C. This section does not affect a patient’s claim to privilege or prevent the subpoena of a patient’s medical records that are otherwise subject to discovery. The contents and records of review committee procedures are confidential and inadmissible in court.

D. Information considered by a review committee of the system and the records of its actions and proceedings may be transmitted by the director to an appropriate state licensing or certifying agency. Information considered by a review committee of the system or related to the duties or functions of a review committee of the system and the records of its actions and proceedings that are used pursuant to subsection B of this section or transmitted pursuant to this subsection by a state licensing or certifying agency shall be kept confidential and shall be subject to the same provisions concerning discovery and use in legal actions as are the original information and records in the possession and control of a review committee of the system or related to the duties and functions of a review committee of the system.
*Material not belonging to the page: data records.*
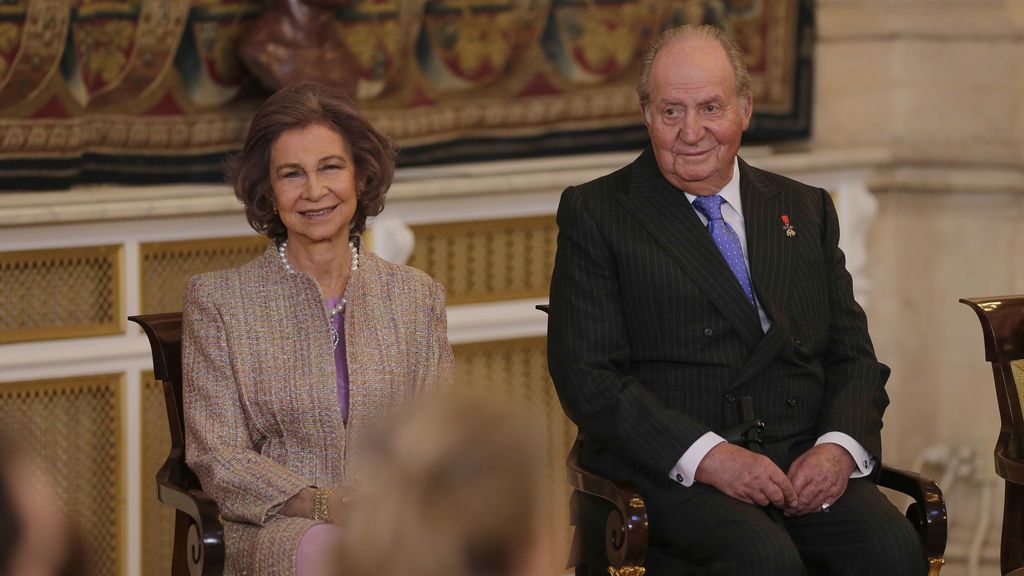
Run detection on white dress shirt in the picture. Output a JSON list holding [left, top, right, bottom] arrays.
[[669, 160, 874, 487]]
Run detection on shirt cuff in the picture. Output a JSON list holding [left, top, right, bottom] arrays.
[[669, 433, 725, 488], [814, 431, 874, 478]]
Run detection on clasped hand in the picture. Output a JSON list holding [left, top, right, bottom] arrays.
[[694, 443, 856, 516]]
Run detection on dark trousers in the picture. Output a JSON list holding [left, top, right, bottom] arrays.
[[581, 479, 928, 576]]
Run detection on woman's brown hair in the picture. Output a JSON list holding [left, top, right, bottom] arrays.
[[226, 82, 395, 240]]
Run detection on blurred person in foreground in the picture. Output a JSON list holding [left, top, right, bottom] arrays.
[[330, 396, 551, 576], [182, 83, 453, 576], [548, 26, 928, 576], [0, 430, 84, 576]]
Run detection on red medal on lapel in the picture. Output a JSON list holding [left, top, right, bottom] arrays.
[[780, 214, 797, 238]]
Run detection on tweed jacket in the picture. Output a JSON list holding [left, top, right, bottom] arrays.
[[548, 149, 889, 503], [182, 239, 453, 576]]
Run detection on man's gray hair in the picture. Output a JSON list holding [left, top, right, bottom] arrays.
[[637, 24, 751, 109]]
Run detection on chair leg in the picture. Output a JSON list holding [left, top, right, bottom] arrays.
[[171, 510, 191, 576], [999, 482, 1024, 574]]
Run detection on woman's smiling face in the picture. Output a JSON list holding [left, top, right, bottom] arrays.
[[269, 124, 356, 243]]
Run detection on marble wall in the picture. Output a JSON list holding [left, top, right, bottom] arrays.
[[812, 0, 1024, 575]]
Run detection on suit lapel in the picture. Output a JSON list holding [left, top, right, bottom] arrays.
[[731, 159, 793, 386], [738, 159, 793, 328], [618, 149, 764, 346]]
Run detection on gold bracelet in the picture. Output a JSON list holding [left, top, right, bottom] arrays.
[[313, 488, 334, 522]]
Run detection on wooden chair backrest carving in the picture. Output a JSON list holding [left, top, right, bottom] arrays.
[[961, 295, 1024, 576], [128, 312, 224, 576]]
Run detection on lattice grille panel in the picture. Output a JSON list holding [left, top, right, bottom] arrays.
[[1010, 360, 1024, 416], [139, 236, 267, 314], [453, 337, 575, 573], [409, 216, 558, 304], [0, 241, 124, 343], [0, 374, 125, 576], [141, 371, 174, 576]]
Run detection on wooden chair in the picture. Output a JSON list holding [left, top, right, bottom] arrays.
[[537, 304, 946, 576], [128, 312, 224, 576], [961, 295, 1024, 576]]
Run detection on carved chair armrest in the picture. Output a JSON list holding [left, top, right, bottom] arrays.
[[994, 434, 1024, 485], [565, 440, 647, 568], [157, 466, 224, 576], [879, 465, 946, 566]]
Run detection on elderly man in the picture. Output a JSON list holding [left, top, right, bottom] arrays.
[[548, 26, 927, 576]]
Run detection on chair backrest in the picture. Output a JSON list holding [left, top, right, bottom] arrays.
[[961, 295, 1024, 484], [128, 312, 202, 490]]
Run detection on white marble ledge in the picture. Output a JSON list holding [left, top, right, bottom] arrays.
[[0, 147, 892, 229], [867, 165, 1024, 194]]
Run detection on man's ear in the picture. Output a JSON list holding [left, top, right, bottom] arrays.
[[739, 92, 754, 130]]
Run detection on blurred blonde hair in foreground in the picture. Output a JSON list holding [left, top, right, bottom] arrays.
[[334, 395, 548, 576], [0, 429, 85, 576]]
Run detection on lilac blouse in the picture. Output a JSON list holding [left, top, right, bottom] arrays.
[[295, 297, 348, 576], [324, 297, 348, 424]]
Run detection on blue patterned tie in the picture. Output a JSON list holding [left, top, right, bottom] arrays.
[[693, 194, 756, 305]]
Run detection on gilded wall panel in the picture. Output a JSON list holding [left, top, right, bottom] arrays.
[[0, 245, 124, 343], [1010, 360, 1024, 426], [139, 235, 267, 314], [409, 215, 558, 305], [453, 336, 575, 571], [0, 374, 126, 576], [140, 371, 174, 576], [0, 0, 814, 184]]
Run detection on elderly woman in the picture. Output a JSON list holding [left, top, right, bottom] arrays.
[[182, 83, 453, 576]]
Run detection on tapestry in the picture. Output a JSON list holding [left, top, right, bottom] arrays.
[[0, 0, 814, 191]]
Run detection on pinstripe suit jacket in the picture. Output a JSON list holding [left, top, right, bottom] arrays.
[[548, 149, 889, 498], [181, 245, 453, 576]]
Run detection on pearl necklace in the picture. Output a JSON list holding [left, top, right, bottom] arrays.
[[278, 240, 359, 348]]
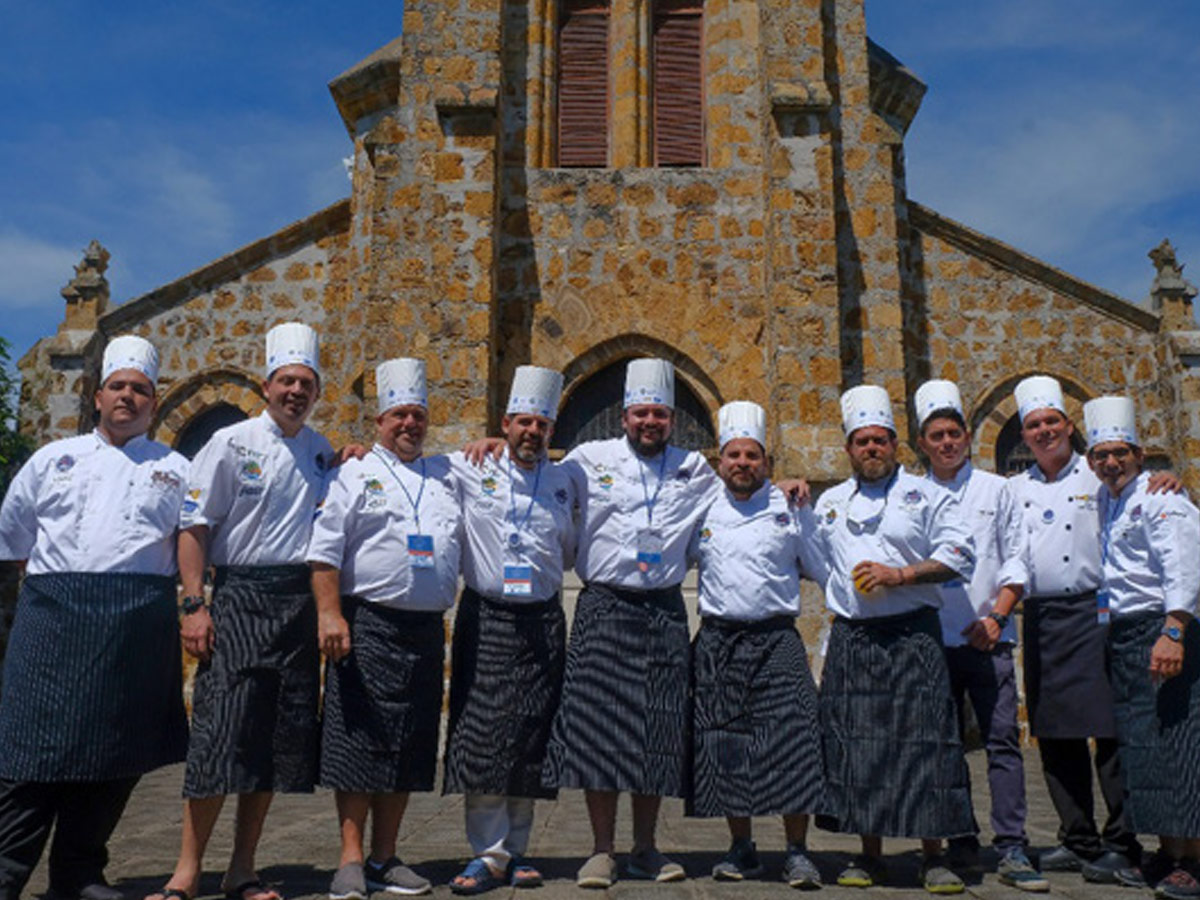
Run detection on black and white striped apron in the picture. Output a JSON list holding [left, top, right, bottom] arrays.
[[817, 607, 979, 838], [0, 572, 187, 781], [443, 588, 566, 799], [1109, 612, 1200, 838], [688, 616, 824, 816], [320, 596, 445, 793], [1022, 592, 1116, 738], [184, 565, 320, 797], [542, 583, 690, 797]]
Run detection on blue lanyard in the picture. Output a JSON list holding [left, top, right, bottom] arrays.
[[634, 446, 671, 528], [371, 449, 425, 534]]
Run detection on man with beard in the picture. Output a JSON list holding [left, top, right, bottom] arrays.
[[307, 359, 463, 900], [688, 401, 828, 888], [0, 336, 187, 900], [913, 379, 1050, 892], [154, 323, 334, 900], [444, 366, 575, 894], [816, 385, 978, 894]]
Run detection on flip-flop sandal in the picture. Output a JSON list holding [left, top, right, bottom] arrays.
[[450, 859, 504, 896]]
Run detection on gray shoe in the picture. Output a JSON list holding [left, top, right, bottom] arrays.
[[329, 863, 367, 900], [996, 847, 1050, 894], [364, 857, 433, 896]]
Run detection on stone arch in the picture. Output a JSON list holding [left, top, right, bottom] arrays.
[[150, 368, 266, 446]]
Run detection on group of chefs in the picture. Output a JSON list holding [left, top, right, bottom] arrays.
[[0, 323, 1200, 900]]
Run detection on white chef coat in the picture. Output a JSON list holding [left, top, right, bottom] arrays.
[[180, 410, 334, 565], [1099, 472, 1200, 616], [926, 460, 1026, 647], [0, 431, 187, 575], [306, 444, 463, 611], [1009, 454, 1100, 598], [688, 481, 829, 622], [563, 437, 721, 589], [450, 446, 575, 604], [816, 466, 974, 619]]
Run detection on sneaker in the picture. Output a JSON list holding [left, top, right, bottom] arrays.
[[920, 856, 967, 894], [784, 844, 821, 890], [838, 856, 884, 888], [713, 838, 762, 881], [362, 857, 433, 895], [575, 853, 617, 888], [329, 863, 367, 900], [996, 847, 1050, 894]]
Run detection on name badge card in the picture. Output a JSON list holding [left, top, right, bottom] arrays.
[[504, 565, 533, 596], [408, 534, 433, 569]]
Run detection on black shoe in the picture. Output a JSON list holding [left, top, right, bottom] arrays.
[[1082, 850, 1135, 884], [1038, 844, 1084, 872]]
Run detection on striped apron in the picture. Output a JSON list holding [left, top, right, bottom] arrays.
[[1109, 612, 1200, 838], [0, 572, 187, 781], [320, 596, 445, 793], [817, 606, 979, 838], [184, 565, 320, 797], [443, 588, 566, 799], [688, 616, 824, 816], [542, 583, 690, 797]]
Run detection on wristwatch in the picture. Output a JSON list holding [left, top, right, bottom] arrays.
[[179, 594, 204, 616]]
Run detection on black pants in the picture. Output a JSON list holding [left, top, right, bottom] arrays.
[[0, 776, 138, 900], [1038, 738, 1141, 863]]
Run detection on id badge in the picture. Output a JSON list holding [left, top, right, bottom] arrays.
[[504, 565, 533, 596], [637, 528, 662, 572], [408, 534, 433, 569]]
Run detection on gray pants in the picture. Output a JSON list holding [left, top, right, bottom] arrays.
[[946, 643, 1028, 852]]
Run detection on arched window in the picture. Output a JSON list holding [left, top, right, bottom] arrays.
[[551, 360, 716, 450], [175, 403, 246, 460]]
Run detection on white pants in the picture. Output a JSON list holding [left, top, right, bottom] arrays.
[[463, 793, 534, 872]]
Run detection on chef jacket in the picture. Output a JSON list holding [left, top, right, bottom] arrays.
[[1099, 472, 1200, 616], [180, 410, 334, 565], [563, 437, 721, 589], [926, 460, 1026, 647], [688, 481, 828, 622], [306, 444, 463, 611], [450, 446, 575, 604], [815, 466, 974, 619], [0, 431, 187, 575]]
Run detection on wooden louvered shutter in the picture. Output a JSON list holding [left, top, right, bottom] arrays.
[[654, 0, 704, 166], [558, 0, 608, 167]]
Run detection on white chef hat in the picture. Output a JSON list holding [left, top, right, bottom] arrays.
[[505, 366, 563, 421], [100, 335, 158, 384], [716, 400, 767, 450], [1084, 397, 1139, 449], [912, 378, 966, 427], [1013, 376, 1067, 422], [376, 356, 430, 415], [625, 359, 674, 409], [841, 384, 896, 437]]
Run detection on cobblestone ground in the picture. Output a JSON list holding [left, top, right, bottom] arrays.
[[26, 750, 1148, 900]]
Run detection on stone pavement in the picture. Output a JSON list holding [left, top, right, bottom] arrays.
[[26, 750, 1150, 900]]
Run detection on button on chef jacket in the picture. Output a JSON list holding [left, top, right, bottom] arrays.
[[688, 481, 828, 622], [450, 446, 575, 604], [307, 444, 463, 612], [0, 431, 187, 575], [815, 467, 974, 619], [925, 460, 1026, 647], [563, 437, 722, 589], [1099, 472, 1200, 616], [180, 412, 334, 565], [1009, 454, 1100, 596]]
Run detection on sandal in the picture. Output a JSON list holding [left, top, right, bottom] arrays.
[[450, 859, 504, 896]]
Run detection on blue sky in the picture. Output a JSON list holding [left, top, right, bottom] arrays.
[[0, 0, 1200, 362]]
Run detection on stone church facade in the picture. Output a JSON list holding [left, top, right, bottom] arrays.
[[20, 0, 1200, 491]]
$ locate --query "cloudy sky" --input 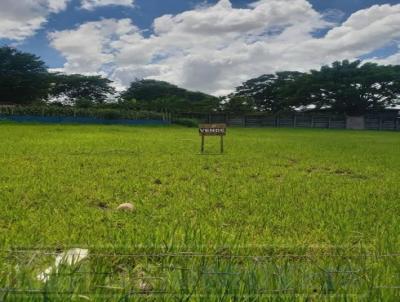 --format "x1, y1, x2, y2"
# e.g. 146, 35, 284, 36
0, 0, 400, 95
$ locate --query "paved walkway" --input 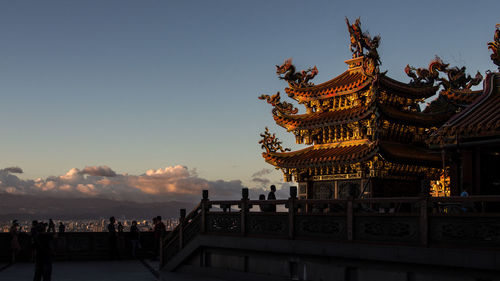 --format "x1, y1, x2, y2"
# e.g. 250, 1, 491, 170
0, 260, 157, 281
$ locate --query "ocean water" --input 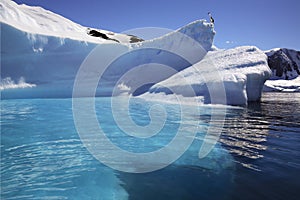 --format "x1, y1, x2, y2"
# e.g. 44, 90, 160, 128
1, 93, 300, 200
E. This section does not prevent the director from supervising or monitoring contractors as otherwise provided for in this chapter or rules adopted pursuant to this chapter.

F. For the purposes of this section, “review committee of the system” means any organizational structure of the administration, or of a contractor contracting with the administration pursuant to section 36-2906, the purpose of which is one or more of the following:

1. To evaluate and improve the quality of health care.

2. To review and investigate the conduct of licensed health care providers in order to determine whether disciplinary action should be imposed.

3. To encourage proper and efficient utilization of health care services and facilities.